Hepatitic variant of graft-versus-host disease after donor lymphocyte infusion

Johns Hopkins University, Baltimore, Maryland, United States
Blood (Impact Factor: 10.45). 01/2003; 100(12):3903-7. DOI: 10.1182/blood-2002-03-0857
Source: PubMed


Graft-versus-host disease (GVHD) of the liver is characterized by bile duct damage and portal lymphocytic infiltrate. We report acute hepatitislike presentation of GVHD after donor lymphocyte infusion (DLI). Between April 1998 and September 2001, 73 patients received 94 DLI treatments. Liver GVHD developed after DLI in 22 (30%) patients whose median age was 43 years (range, 21 to 61 years). Onset of liver dysfunction was at 35 days (range, 11 to 406 days) after DLI. Fifteen patients underwent liver biopsy, and the diagnosis of liver GVHD was confirmed in 13 (87%) patients. After viral hepatitis and recent drug exposure were excluded, 11 (50%) patients were given a diagnosis of a hepatitic variant of GVHD based on histologic evidence of lobular hepatitis (n = 5), elevation of maximum serum alanine aminotransferase (ALT) or aspartate aminotransferase (AST) level more than 10 times the upper normal limit (n = 9), or both.
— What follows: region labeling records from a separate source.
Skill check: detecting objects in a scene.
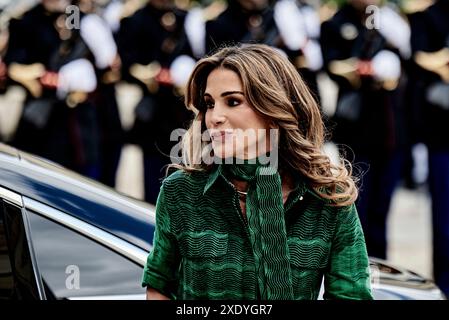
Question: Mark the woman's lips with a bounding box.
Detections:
[210,130,232,141]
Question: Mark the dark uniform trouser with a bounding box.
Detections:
[356,152,403,259]
[429,150,449,296]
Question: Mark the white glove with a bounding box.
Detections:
[57,59,97,98]
[170,55,196,87]
[379,6,411,59]
[102,1,123,32]
[184,8,206,58]
[371,50,401,80]
[80,14,117,69]
[274,0,307,50]
[303,40,323,71]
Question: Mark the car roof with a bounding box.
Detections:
[0,143,155,251]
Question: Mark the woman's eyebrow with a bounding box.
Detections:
[204,91,243,98]
[220,91,243,97]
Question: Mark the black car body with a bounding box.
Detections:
[0,144,443,300]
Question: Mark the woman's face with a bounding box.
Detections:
[203,68,271,159]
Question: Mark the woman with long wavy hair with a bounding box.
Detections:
[142,44,372,300]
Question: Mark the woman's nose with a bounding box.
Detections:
[209,105,226,127]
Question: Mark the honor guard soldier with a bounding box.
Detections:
[410,0,449,296]
[321,0,410,258]
[5,0,99,178]
[118,0,194,203]
[206,0,322,98]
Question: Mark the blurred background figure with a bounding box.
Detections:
[118,0,194,203]
[71,0,124,187]
[5,0,99,178]
[321,0,410,258]
[205,0,322,99]
[410,0,449,295]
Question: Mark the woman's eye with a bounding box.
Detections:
[228,98,240,107]
[204,101,214,109]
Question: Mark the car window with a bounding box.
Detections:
[0,199,39,299]
[28,211,145,299]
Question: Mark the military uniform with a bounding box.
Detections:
[118,2,192,203]
[5,4,98,178]
[410,0,449,295]
[206,0,322,98]
[321,4,410,258]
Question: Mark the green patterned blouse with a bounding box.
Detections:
[142,165,372,300]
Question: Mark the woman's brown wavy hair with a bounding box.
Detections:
[178,44,358,206]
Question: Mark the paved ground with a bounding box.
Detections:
[0,78,431,277]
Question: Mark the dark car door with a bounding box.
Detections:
[0,198,45,299]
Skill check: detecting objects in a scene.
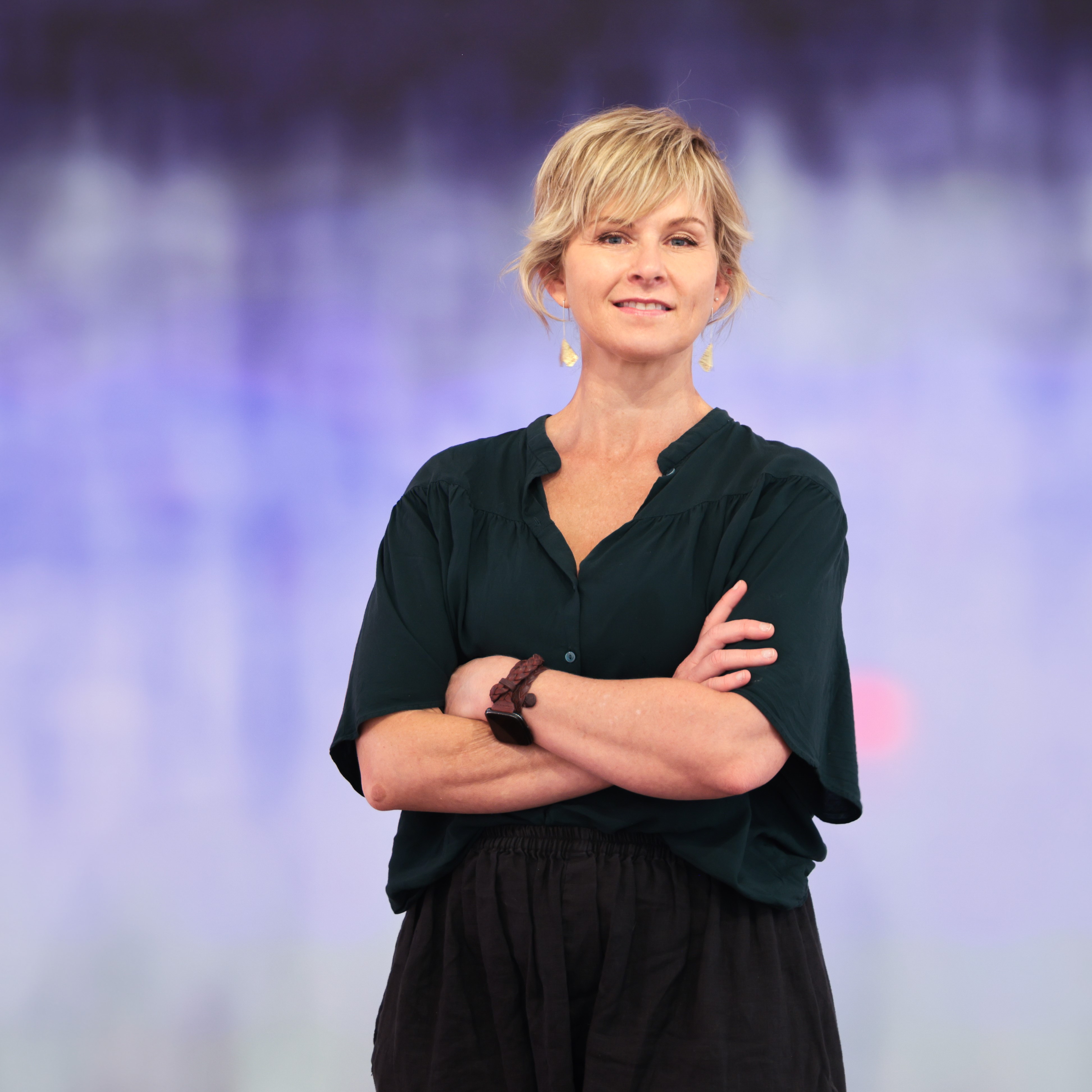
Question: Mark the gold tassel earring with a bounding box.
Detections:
[558,306,580,368]
[698,301,716,371]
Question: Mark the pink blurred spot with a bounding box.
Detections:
[853,671,911,758]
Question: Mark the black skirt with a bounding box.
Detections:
[372,826,845,1092]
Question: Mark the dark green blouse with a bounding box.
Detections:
[331,409,860,912]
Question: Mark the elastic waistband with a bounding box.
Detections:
[469,823,674,861]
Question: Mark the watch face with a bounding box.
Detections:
[485,709,535,747]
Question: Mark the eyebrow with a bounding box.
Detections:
[596,216,709,227]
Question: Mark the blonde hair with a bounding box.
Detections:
[509,106,751,324]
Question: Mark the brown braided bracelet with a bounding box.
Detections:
[485,653,546,747]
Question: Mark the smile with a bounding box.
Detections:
[614,299,671,311]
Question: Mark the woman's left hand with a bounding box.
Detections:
[674,580,778,692]
[443,656,519,721]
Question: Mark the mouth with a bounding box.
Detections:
[611,299,674,314]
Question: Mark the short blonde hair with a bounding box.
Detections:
[510,106,751,323]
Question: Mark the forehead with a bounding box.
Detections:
[588,190,713,228]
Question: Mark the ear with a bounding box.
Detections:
[713,270,732,310]
[545,269,569,307]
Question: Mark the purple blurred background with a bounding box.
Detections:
[0,0,1092,1092]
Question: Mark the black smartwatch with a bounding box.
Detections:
[485,654,546,747]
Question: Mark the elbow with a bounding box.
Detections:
[360,779,401,811]
[356,725,402,811]
[713,737,791,796]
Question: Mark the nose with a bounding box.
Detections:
[627,239,665,285]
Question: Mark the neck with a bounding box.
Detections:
[546,339,712,459]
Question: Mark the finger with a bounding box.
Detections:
[699,618,774,645]
[687,649,778,683]
[701,580,747,633]
[705,672,750,694]
[687,618,773,663]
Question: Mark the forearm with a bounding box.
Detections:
[524,671,789,799]
[356,709,609,813]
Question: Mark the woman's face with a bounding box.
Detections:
[547,193,728,361]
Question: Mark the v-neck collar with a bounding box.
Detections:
[523,408,732,587]
[523,408,732,488]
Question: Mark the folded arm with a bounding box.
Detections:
[357,582,789,812]
[356,708,609,815]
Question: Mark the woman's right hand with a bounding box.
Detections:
[673,580,778,692]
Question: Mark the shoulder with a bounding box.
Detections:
[406,428,527,510]
[714,421,841,505]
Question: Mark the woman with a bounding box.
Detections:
[332,108,860,1092]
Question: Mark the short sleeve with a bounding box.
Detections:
[330,483,459,793]
[728,476,860,822]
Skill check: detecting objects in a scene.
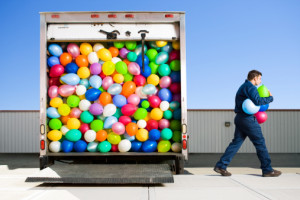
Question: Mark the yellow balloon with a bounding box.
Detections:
[80,43,93,56]
[99,60,115,76]
[147,74,159,86]
[135,128,149,142]
[50,97,63,108]
[47,130,62,141]
[97,48,112,62]
[58,104,71,116]
[172,41,180,50]
[150,108,164,120]
[156,41,168,47]
[77,67,91,79]
[67,118,81,129]
[113,74,124,83]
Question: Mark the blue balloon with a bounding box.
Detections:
[60,73,80,85]
[149,129,160,141]
[47,107,60,119]
[259,104,269,112]
[74,140,87,152]
[103,116,118,129]
[141,65,151,78]
[61,140,74,153]
[170,72,180,83]
[89,75,102,89]
[65,63,79,74]
[142,140,157,152]
[85,88,101,101]
[130,140,143,152]
[113,94,127,108]
[47,56,60,67]
[48,44,63,57]
[158,88,173,102]
[135,55,149,67]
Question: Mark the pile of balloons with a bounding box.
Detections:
[242,85,270,124]
[47,41,182,153]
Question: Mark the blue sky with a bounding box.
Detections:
[0,0,300,110]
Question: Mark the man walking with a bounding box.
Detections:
[214,70,281,177]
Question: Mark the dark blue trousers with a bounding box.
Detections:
[216,114,273,173]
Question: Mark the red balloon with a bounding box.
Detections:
[146,119,158,131]
[254,112,268,124]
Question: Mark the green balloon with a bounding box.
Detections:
[114,42,125,49]
[115,61,128,75]
[49,119,62,130]
[257,85,270,97]
[163,110,173,119]
[67,95,80,108]
[146,49,158,62]
[80,110,94,124]
[172,131,181,143]
[127,51,137,62]
[160,128,173,140]
[133,108,148,120]
[170,60,180,72]
[157,140,171,153]
[149,62,159,74]
[158,64,171,76]
[66,129,82,142]
[124,73,133,82]
[91,119,103,132]
[125,41,136,50]
[170,120,181,131]
[97,141,111,153]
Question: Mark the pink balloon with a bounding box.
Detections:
[112,122,125,135]
[159,76,172,88]
[127,94,141,106]
[48,85,58,98]
[70,108,82,119]
[90,63,102,75]
[158,119,170,129]
[254,112,268,124]
[58,85,76,97]
[67,43,80,58]
[128,62,141,75]
[102,76,114,90]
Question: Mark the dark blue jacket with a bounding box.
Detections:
[234,80,273,116]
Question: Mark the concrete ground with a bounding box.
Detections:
[0,154,300,200]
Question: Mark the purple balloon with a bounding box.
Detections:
[89,103,103,115]
[90,63,102,75]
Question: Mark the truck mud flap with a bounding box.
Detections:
[26,164,174,184]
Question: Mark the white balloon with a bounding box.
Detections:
[103,103,117,117]
[49,141,61,153]
[88,52,99,64]
[137,119,147,128]
[118,139,131,152]
[84,130,96,142]
[159,101,170,111]
[76,85,86,96]
[79,99,91,111]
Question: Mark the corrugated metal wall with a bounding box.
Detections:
[188,110,300,153]
[0,111,40,153]
[0,110,300,153]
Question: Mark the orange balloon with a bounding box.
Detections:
[60,115,71,125]
[75,55,89,67]
[96,130,107,142]
[108,47,119,57]
[59,52,73,66]
[99,92,112,106]
[126,122,139,136]
[122,81,136,97]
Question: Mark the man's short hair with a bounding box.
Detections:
[247,70,262,81]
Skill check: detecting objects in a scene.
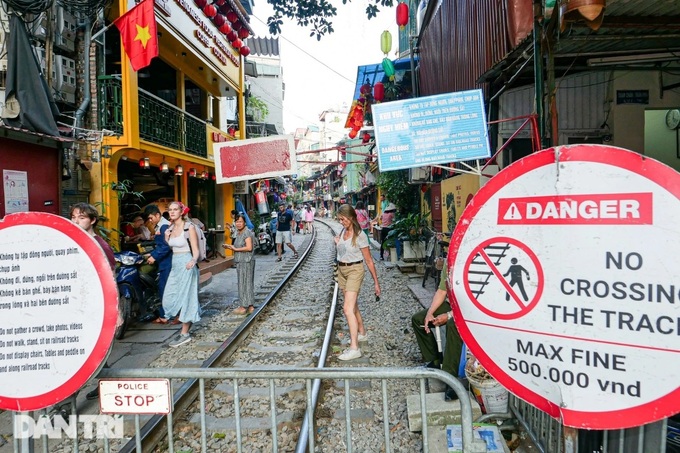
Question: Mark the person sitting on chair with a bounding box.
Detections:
[411,265,463,401]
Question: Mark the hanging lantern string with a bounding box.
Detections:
[295,144,373,157]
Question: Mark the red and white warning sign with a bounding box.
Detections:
[449,145,680,429]
[0,212,118,411]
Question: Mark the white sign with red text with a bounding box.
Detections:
[449,145,680,429]
[99,379,172,414]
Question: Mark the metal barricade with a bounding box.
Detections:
[509,394,668,453]
[10,368,486,453]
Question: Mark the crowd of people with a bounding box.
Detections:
[78,196,463,401]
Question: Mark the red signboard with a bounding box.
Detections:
[213,135,297,184]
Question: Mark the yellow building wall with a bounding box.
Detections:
[441,174,480,233]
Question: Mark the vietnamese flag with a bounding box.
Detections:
[113,0,158,71]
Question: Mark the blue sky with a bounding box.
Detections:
[250,0,398,133]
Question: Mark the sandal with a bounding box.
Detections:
[232,306,248,315]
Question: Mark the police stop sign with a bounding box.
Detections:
[448,145,680,429]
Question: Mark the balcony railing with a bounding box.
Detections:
[99,76,208,157]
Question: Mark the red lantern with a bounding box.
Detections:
[203,4,217,17]
[373,82,385,102]
[213,14,227,27]
[397,2,408,30]
[220,22,231,35]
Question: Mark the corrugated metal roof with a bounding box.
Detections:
[420,0,680,95]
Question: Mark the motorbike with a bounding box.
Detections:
[257,222,274,255]
[113,250,161,340]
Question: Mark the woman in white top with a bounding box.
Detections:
[163,201,201,348]
[335,204,380,360]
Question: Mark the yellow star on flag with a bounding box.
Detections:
[134,24,151,49]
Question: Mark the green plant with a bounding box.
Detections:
[376,170,420,213]
[246,94,269,122]
[93,179,144,251]
[387,212,431,242]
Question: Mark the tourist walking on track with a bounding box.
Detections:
[223,213,255,315]
[276,203,298,261]
[335,204,380,360]
[163,201,201,348]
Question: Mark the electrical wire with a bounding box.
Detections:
[250,15,356,85]
[57,0,113,19]
[4,0,54,16]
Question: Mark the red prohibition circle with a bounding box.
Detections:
[463,237,544,319]
[447,145,680,429]
[0,212,118,411]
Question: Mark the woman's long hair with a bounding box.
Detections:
[337,204,363,247]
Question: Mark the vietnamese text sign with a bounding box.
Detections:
[0,212,118,411]
[449,145,680,429]
[213,135,297,184]
[371,90,491,171]
[99,379,171,414]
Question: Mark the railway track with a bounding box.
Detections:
[10,222,470,453]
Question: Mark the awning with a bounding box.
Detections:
[352,57,418,99]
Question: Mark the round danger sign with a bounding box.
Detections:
[449,145,680,429]
[0,212,118,411]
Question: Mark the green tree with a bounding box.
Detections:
[267,0,394,40]
[376,170,420,214]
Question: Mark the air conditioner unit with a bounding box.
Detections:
[234,180,248,195]
[53,55,76,104]
[31,13,47,41]
[33,47,57,87]
[54,7,77,52]
[408,166,432,184]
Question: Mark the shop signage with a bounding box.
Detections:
[0,212,118,411]
[133,0,241,80]
[449,145,680,429]
[371,90,491,172]
[213,135,297,184]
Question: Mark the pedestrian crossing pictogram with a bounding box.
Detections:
[464,237,543,319]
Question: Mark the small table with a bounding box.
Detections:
[206,229,225,258]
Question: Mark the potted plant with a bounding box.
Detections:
[387,212,429,262]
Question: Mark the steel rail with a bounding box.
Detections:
[114,224,316,453]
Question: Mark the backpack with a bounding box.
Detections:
[184,221,207,263]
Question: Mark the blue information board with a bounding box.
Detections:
[371,90,491,171]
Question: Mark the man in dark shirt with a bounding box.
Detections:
[276,203,298,261]
[144,204,172,320]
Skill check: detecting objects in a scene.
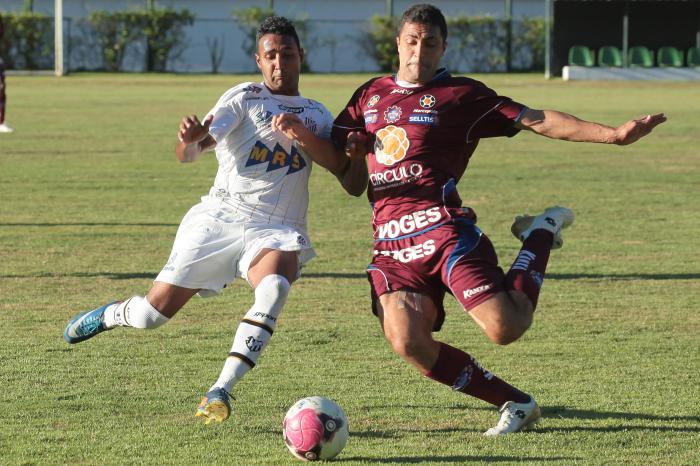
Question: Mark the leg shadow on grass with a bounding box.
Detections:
[333,455,583,464]
[546,273,700,281]
[536,406,700,432]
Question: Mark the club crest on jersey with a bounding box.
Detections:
[384,105,402,123]
[374,125,411,166]
[418,94,437,108]
[253,110,272,129]
[304,117,318,134]
[245,141,306,175]
[277,104,304,114]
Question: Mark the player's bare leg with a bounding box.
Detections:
[196,249,299,424]
[469,207,574,345]
[63,282,199,344]
[377,291,540,435]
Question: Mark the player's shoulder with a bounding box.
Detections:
[435,76,496,98]
[219,82,266,104]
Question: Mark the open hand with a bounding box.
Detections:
[615,113,666,146]
[345,131,370,158]
[272,113,309,142]
[177,115,214,144]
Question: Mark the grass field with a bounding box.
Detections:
[0,74,700,465]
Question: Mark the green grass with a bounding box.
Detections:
[0,74,700,465]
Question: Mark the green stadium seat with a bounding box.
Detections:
[569,45,595,66]
[685,47,700,67]
[628,45,654,68]
[656,47,683,68]
[598,45,622,68]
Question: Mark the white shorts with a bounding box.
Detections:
[156,201,316,297]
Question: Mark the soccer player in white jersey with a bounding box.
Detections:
[64,17,367,424]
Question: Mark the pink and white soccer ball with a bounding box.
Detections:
[282,396,350,461]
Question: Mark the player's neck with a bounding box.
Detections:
[263,83,299,97]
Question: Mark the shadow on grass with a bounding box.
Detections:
[535,406,700,433]
[0,222,179,227]
[545,273,700,280]
[542,406,700,427]
[340,455,583,464]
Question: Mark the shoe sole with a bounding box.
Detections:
[510,206,574,249]
[195,400,230,425]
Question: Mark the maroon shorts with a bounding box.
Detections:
[367,219,505,331]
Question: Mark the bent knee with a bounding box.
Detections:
[484,319,532,345]
[385,335,428,358]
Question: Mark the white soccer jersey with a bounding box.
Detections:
[207,83,333,230]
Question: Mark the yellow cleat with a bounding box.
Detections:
[194,388,233,425]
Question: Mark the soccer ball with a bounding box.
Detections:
[282,396,350,461]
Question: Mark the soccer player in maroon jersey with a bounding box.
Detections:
[275,1,666,435]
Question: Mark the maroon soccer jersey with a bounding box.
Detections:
[333,70,526,239]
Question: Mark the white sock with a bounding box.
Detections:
[104,296,170,329]
[211,275,291,392]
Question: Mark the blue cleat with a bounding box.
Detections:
[63,301,119,344]
[194,388,233,424]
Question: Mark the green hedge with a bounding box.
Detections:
[360,15,544,72]
[0,12,54,70]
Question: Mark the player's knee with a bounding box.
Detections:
[124,296,170,329]
[246,274,291,330]
[486,319,532,345]
[385,332,426,358]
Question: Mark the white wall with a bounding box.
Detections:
[0,0,544,73]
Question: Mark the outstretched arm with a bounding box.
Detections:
[515,109,666,146]
[175,115,216,162]
[272,113,368,196]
There was a significant difference in maximum ALT (P =.002) and AST (P =.01) level between the hepatitic-variant and classical GVHD groups. GVHD progressed in 14 (64%) patients, and 10 patients died after a median follow-up of 221 days (range, 31-1284 days). These observations suggest that GVHD that occurs after DLI may have distinct clinical features. Hepatitic-variant GVHD should be considered in the differential diagnosis in DLI recipients with unexplained hepatitis.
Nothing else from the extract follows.